Are Manchester City so Drilled They Cannot Think Enough on Their Feet?

Are Manchester City so Drilled They Cannot Think Enough on Their Feet?

Saturday, 22 September, 2018 - 06:15
Manchester City’s David Silva and Aymeric Laporte reflect on Lyon’s second goal in the Premier League club’s 2-1 defeat in the Champions League. Photograph: Darren Staples/Reuters
London - Jonathan Wilson
It is one game, at the beginning of the group stage. There is plenty of time to recover. For Manchester City, a 2-1 home defeat by Lyon is likely to be no more than a blip. Even in an underwhelming display, they had more than twice as many shots as their opponents and, more often than not, would probably have won. There is no reason to panic but that is not to say there are no reasons for concern.

What will be most worrying are recurring problems. Pep Guardiola, we are told, has worked on new patterns of play for this season’s Champions League, different ways of breaking down obdurate teams. City had begun each of the five league games this season in a different shape. The aim appears to be even more flexibility, a greater range of options for matches against the elite. Perhaps it is natural that it will take time for those to be assimilated and given that Guardiola teams have had a tendency to peak early and blow themselves out by March, it is not necessarily the worst sign if they are not quite yet at their best.

Two aspects in particular raise concerns. The first is the sense this City are susceptible to being pressed by quick opponents. Both Lyon goals on Wednesday stemmed from rapid turnovers after possession had been lost. It was not a repeat of the quarter-final against Liverpool last season in the sense that the assault was nowhere near so sustained, but it did show City, who at their best can seem almost irresistibly slick, can be unsettled by aggressive and coordinated opposition.

That is true, though, of most sides; nobody enjoys being pressed. And it is a high-risk strategy: press hard and if City can retain possession, they have the pace to exploit the space behind a high line – as Huddersfield have already found this season. Even if the new patterns Guardiola is working on do not produce that, the return of Kevin De Bruyne in a couple of months probably will.

Of more concern, perhaps, is something less tangible, one of those traits beloved of the old-school football men: leadership. Guardiola is one of the more active managers on the touchline, forever standing at the edge of his technical area pointing and cajoling, constantly tweaking and adjusting. He remains the tactical brain of the side, even from off the pitch. He does not have at City a player to do for him what he did for Johan Cruyff at Barcelona, or what Xavi did for him.

That is fine so long as he is there to convey his instructions, and so long as he can get the message across. Against Lyon, because of the suspension resulting from his dismissal in the quarter-final last season, he was confined to the stand, unable to guide his charges, unable to engage in the micromanagement in which he specialises.

That is exacerbated by the way his philosophy demands players must sublimate themselves to the system. There is no room for individuality. A player going off and doing his own thing breaks the structure and renders them vulnerable. That’s not to suggest that City need a solipsistic figure like Neymar to drift around and ignore defensive responsibility, but they can at times lack a little personality – particularly if Vincent Kompany is absent.

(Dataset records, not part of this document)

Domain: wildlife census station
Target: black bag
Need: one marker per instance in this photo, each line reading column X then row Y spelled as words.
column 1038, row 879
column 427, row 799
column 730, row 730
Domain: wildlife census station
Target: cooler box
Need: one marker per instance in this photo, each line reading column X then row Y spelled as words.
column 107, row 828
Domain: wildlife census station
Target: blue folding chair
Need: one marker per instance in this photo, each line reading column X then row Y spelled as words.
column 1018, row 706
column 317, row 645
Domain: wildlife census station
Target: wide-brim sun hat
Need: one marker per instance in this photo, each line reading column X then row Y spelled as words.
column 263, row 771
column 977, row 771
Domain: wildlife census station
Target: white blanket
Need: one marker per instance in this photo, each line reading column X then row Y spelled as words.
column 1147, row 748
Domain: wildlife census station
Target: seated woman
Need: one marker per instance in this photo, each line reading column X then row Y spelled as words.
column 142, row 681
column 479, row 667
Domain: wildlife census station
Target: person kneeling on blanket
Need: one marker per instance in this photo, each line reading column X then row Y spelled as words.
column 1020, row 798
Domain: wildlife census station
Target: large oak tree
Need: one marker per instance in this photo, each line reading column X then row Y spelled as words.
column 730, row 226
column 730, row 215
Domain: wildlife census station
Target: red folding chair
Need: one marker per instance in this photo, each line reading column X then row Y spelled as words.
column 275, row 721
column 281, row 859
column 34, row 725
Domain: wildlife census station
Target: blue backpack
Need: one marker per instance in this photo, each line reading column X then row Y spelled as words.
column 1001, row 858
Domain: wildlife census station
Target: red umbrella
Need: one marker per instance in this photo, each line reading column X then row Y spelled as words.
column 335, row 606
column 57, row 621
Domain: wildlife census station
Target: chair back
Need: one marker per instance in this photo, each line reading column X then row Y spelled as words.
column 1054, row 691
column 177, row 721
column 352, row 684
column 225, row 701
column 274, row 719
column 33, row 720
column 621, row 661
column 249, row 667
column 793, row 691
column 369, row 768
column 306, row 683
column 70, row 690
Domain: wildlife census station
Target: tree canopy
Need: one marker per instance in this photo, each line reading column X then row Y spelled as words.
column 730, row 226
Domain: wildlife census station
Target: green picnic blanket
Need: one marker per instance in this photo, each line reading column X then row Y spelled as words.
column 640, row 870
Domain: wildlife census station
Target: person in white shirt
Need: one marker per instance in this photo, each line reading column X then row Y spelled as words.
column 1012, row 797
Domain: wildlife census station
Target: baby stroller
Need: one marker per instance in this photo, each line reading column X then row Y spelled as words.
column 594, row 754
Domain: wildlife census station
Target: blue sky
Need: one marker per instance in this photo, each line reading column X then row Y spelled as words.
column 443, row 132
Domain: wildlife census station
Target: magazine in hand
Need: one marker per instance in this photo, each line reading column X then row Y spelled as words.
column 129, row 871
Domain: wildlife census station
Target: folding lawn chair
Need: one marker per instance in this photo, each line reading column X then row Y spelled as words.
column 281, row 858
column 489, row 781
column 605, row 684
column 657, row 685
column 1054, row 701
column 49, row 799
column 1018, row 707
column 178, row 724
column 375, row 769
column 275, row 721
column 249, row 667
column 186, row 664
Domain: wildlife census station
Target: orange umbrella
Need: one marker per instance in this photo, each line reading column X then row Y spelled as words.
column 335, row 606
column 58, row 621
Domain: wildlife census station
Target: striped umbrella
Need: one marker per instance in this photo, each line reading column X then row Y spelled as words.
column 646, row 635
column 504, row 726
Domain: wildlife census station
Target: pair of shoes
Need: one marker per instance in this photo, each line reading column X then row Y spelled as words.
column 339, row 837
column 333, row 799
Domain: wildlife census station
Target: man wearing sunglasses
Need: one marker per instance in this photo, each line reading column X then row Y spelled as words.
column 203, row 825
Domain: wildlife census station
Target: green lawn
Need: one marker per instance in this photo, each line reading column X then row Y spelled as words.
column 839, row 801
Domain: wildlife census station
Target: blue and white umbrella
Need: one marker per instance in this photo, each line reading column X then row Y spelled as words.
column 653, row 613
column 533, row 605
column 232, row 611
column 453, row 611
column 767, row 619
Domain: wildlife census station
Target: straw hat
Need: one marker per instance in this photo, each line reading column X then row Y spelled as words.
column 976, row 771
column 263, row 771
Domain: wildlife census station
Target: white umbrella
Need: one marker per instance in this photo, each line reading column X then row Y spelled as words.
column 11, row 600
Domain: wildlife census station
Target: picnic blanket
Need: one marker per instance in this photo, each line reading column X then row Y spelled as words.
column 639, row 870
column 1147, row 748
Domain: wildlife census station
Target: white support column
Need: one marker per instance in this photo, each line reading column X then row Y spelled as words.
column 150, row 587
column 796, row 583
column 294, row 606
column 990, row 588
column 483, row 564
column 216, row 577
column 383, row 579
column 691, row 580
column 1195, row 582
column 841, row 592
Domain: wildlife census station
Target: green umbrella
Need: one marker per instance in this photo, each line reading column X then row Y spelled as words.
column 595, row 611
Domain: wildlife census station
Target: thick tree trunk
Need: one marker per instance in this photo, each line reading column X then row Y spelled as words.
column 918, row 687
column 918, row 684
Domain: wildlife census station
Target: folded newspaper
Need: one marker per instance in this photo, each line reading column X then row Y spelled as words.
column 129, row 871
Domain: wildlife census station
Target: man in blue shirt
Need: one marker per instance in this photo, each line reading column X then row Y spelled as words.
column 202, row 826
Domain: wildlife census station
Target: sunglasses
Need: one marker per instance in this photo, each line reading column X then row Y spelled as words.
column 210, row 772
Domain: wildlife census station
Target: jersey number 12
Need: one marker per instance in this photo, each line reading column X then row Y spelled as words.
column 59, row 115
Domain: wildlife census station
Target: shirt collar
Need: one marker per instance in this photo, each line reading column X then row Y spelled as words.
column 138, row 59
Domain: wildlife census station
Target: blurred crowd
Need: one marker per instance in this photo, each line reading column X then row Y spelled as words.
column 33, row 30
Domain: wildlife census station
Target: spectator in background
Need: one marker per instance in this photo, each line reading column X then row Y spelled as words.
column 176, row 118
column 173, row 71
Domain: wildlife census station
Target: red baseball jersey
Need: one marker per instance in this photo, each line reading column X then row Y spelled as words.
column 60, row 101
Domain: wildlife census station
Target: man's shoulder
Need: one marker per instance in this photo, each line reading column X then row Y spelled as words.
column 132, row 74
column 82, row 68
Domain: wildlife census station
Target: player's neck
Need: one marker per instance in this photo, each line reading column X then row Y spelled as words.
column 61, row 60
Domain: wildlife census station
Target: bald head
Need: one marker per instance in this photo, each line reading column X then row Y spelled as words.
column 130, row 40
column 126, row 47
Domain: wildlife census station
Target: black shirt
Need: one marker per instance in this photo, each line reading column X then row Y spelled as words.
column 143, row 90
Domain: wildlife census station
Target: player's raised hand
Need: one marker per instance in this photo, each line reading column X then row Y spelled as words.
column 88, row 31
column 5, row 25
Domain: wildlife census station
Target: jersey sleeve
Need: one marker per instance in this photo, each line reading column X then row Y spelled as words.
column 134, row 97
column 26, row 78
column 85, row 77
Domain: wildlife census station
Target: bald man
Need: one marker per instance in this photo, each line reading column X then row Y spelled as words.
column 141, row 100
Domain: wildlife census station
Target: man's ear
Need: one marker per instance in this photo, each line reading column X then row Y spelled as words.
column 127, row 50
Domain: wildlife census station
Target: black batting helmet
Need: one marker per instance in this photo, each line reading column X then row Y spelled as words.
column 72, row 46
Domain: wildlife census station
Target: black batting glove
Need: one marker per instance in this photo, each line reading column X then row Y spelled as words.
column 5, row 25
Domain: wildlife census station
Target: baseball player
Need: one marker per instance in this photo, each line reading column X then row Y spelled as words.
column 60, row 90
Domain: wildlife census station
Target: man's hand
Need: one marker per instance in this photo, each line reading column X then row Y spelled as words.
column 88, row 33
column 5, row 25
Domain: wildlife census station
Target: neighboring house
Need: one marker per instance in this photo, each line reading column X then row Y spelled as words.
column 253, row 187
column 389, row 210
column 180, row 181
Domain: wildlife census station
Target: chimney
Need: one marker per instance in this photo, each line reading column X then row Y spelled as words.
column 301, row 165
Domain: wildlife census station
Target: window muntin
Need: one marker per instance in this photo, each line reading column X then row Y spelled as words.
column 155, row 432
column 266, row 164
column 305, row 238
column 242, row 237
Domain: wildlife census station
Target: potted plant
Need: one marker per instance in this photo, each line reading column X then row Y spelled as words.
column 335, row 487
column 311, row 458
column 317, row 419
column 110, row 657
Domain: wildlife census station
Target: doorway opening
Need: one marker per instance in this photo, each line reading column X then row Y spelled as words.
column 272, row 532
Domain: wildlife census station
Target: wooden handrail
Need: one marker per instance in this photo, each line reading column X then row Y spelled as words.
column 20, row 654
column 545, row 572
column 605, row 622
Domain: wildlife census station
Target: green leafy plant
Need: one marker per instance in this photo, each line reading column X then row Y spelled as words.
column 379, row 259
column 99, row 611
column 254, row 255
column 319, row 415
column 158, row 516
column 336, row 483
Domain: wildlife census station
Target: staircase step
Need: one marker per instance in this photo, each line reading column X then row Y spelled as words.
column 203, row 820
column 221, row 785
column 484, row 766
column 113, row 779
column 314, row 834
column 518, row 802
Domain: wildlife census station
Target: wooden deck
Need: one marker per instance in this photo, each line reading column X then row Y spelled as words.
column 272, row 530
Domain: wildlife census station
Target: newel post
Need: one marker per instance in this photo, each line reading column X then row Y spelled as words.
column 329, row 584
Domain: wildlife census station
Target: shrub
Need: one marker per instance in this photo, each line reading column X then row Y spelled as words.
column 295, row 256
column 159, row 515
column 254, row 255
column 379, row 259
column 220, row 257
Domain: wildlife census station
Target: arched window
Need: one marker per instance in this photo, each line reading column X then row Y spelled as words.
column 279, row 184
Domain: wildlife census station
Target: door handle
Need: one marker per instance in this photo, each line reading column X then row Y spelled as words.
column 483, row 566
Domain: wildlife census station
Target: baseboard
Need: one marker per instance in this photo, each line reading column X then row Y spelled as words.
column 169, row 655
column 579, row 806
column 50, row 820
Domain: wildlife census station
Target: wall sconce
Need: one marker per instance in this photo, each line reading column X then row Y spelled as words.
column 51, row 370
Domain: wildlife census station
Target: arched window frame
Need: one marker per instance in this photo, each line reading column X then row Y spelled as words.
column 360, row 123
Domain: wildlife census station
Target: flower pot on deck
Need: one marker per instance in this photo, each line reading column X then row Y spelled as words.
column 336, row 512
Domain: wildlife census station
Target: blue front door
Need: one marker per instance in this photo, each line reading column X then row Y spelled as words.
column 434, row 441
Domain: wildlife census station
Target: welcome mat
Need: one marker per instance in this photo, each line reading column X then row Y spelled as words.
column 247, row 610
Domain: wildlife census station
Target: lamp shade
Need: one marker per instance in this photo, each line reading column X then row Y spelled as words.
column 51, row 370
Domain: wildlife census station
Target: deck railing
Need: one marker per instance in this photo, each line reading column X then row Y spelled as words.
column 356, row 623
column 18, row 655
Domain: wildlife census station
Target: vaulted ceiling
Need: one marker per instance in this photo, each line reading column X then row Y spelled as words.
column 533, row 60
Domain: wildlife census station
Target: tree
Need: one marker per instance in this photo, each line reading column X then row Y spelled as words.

Zlatan Ibrahimovic’s autobiography memorably described Guardiola’s Barcelona as a group of obedient schoolboys. They need their teacher for direction. That can produce interplay of incredible complexity, 11 individuals functioning as one, but it also means that when things begin to go wrong, there is nobody there to grab a game and yank it back on course.

This was not a meltdown such as Guardiola sides have suffered in the past, it was not a case of three goals being conceded in a 20-minute flurry but there was a strange lack of drive in the final minutes, an absence of the sort of ferocious surge that might have been expected; after all, part of the point of City’s constant passing is to grind down opponents, to wear them out to soften them up for a late assault.

But this is the paradox of post-Cruyffianism. There are – rare – occasions when it can feel a little mannered, where the very purity of the style seems to make it vulnerable, just as pedigree dogs are more susceptible to disease. That is why Cruyff brought in Hristo Stoichkov at Barcelona, to add the “mala leche” – literally “bad milk” but more idiomatically, toughness, ruthlessness, capacity for improvisation – he felt the side were lacking.

To pick faults in a side who won the league with a record points tally last season can feel a little absurd but there are times when you wonder whether City may benefit from a few more rough edges, a greater capacity to think on their feet.